Interference, in physics, the effect caused by the coming together of waves, including water, sound, and light waves. Interference can be seen when two different series of waves come together on the surface of a body of water. When the colliding waves are in phase (the crest of one coinciding with the crest of the other), the elevation of the water surface is the sum of the heights that the separate waves would have had. When the colliding waves are out of phase (the crests not coinciding or the crest of one coinciding with the trough of the other), there is much less disturbance of the water surface, and the elevation or depression amounts to the difference between the height of one wave's crest and the depth of the other wave's trough.

Similar effects result from the coming together of sound waves and of light waves. When two sound waves of slightly different frequencies are superimposed the loudness of the resulting sound alternately increases and diminishes, producing beats. Beats are heard, for example, when two instruments playing the same note are not in tune with each other.

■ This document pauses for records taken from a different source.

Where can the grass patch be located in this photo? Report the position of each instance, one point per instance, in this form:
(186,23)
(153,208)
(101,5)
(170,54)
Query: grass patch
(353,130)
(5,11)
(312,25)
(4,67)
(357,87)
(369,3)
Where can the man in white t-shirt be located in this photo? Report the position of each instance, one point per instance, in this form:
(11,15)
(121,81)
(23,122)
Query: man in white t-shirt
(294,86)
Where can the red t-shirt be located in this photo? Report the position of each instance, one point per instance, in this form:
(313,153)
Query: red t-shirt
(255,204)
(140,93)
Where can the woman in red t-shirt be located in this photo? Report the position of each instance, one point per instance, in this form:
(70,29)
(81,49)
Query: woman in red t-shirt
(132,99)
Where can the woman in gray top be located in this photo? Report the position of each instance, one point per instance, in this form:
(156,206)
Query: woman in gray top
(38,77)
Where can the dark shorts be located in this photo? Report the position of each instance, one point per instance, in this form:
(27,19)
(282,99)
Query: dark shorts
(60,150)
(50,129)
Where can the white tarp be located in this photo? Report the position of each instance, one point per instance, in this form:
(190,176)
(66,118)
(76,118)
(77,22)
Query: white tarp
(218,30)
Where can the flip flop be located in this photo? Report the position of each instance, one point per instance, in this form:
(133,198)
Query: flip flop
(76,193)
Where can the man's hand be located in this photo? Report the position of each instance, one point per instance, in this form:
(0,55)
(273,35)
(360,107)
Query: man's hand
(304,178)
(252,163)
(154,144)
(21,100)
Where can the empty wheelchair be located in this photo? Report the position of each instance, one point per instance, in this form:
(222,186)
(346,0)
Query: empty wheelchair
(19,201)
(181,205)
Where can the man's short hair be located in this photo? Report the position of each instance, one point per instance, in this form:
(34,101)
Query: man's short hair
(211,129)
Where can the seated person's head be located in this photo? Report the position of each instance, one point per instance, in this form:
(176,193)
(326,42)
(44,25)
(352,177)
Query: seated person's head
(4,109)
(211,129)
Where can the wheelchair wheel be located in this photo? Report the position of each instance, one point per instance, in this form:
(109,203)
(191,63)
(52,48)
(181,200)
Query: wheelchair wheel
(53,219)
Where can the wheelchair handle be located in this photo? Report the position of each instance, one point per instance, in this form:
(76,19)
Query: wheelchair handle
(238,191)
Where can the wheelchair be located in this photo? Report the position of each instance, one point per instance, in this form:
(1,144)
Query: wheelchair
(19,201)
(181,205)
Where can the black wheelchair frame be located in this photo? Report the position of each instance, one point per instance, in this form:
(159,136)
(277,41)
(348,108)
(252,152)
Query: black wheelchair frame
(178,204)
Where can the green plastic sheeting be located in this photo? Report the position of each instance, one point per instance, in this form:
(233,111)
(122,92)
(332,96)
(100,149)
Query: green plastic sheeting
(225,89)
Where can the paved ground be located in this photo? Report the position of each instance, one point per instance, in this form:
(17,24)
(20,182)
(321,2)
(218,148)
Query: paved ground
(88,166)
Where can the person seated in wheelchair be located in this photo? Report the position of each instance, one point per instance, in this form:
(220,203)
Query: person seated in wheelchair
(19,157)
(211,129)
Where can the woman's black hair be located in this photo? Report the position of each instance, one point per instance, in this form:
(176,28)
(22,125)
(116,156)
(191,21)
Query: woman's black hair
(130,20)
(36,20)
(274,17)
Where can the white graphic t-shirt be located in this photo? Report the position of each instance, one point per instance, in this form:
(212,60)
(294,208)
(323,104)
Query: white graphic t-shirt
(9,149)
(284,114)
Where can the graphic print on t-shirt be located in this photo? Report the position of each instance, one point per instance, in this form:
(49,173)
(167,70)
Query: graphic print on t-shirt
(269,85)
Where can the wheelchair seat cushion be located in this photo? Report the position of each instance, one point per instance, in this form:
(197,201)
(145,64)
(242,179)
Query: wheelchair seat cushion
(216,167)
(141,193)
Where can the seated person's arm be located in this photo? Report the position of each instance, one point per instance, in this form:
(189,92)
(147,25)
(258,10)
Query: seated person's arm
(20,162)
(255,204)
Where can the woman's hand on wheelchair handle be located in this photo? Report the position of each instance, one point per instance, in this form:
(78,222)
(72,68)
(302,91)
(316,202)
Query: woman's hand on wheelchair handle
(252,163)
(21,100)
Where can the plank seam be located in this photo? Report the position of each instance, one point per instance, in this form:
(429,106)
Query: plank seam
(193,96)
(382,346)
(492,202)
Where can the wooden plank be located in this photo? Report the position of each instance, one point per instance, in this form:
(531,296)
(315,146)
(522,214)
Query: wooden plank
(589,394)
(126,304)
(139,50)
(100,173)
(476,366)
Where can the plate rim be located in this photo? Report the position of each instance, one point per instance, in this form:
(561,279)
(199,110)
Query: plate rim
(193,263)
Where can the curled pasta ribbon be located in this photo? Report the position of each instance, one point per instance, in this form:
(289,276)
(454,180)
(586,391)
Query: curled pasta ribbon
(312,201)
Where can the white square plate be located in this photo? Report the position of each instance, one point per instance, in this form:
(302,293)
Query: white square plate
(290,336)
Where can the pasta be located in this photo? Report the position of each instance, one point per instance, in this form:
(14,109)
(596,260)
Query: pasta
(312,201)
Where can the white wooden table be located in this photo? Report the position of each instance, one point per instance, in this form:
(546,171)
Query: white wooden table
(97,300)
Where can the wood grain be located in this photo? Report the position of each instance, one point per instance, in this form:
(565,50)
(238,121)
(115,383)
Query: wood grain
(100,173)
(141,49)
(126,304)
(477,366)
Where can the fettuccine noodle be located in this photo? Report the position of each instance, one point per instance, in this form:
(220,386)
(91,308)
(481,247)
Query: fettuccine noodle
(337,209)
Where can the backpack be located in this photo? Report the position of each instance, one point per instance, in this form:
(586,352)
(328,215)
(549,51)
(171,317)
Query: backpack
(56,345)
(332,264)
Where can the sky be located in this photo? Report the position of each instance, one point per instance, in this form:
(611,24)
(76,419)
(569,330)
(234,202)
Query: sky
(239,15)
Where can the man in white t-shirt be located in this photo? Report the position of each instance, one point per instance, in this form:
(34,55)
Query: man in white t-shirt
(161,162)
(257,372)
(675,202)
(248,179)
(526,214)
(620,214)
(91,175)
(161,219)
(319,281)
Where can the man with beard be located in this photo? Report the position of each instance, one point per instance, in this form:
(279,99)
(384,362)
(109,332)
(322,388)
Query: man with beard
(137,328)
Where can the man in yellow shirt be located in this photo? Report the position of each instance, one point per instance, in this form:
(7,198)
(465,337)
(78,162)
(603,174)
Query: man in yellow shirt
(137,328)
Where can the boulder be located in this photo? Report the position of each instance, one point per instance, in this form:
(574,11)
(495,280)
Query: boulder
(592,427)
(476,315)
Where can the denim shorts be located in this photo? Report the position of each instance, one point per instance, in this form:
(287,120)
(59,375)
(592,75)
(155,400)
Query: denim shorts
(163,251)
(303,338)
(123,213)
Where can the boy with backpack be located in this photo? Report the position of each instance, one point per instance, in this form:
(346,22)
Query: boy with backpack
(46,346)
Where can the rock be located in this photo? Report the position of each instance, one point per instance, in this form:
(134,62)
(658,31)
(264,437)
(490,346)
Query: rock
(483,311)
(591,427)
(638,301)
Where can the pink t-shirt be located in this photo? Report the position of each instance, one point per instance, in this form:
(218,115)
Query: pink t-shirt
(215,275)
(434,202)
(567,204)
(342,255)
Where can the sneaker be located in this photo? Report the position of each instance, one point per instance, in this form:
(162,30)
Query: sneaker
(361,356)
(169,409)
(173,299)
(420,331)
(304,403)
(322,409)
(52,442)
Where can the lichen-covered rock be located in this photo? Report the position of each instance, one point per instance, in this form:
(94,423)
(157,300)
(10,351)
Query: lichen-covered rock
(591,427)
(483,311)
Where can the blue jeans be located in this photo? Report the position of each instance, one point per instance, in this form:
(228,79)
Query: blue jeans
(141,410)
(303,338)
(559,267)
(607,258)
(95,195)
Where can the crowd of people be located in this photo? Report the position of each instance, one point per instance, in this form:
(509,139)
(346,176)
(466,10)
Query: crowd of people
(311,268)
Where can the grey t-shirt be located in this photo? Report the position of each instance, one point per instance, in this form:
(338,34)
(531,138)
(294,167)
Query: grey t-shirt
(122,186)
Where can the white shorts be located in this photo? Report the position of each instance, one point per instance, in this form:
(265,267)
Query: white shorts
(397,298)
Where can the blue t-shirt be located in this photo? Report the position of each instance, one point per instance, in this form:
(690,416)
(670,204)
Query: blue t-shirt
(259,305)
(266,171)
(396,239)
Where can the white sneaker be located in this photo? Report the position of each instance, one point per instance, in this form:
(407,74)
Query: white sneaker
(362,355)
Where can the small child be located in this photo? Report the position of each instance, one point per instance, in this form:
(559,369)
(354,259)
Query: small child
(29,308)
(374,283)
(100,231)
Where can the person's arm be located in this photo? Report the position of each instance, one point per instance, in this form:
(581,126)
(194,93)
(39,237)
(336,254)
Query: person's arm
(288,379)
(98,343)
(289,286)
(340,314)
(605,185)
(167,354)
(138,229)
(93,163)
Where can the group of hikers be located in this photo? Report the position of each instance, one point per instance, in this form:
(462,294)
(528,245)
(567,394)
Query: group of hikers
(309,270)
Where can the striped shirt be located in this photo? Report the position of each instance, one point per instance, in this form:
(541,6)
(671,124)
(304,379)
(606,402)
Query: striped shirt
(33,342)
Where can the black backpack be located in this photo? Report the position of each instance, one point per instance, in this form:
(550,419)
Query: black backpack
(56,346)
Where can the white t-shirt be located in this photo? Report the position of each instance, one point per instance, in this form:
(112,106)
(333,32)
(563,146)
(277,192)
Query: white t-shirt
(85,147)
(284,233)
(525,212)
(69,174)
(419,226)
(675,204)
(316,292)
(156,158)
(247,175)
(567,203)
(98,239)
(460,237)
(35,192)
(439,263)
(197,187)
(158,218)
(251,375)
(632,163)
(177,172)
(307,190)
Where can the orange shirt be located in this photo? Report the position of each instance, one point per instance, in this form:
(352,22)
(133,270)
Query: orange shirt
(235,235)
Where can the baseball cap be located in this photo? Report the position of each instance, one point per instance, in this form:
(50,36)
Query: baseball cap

When two beams of identical monochromatic light (light of one wavelength and hence of one color) are brought together, interference results. Where the waves are in phase the light is intensified; where the waves are out of phase the light is less intense or extinguished. These bands of light and darkness are called fringes.

When two beams of white light (a composite of all colors) come together, each color produces its own interference fringes. The combined effect of all the colors is a brilliantly colored pattern of interference fringes. The iridescent colors of a soap bubble or of a film of oil on water are caused by the joining together of two beams of white light. These are slightly out of phase, one beam being reflected from the outer surface of the film, the other from the inner surface.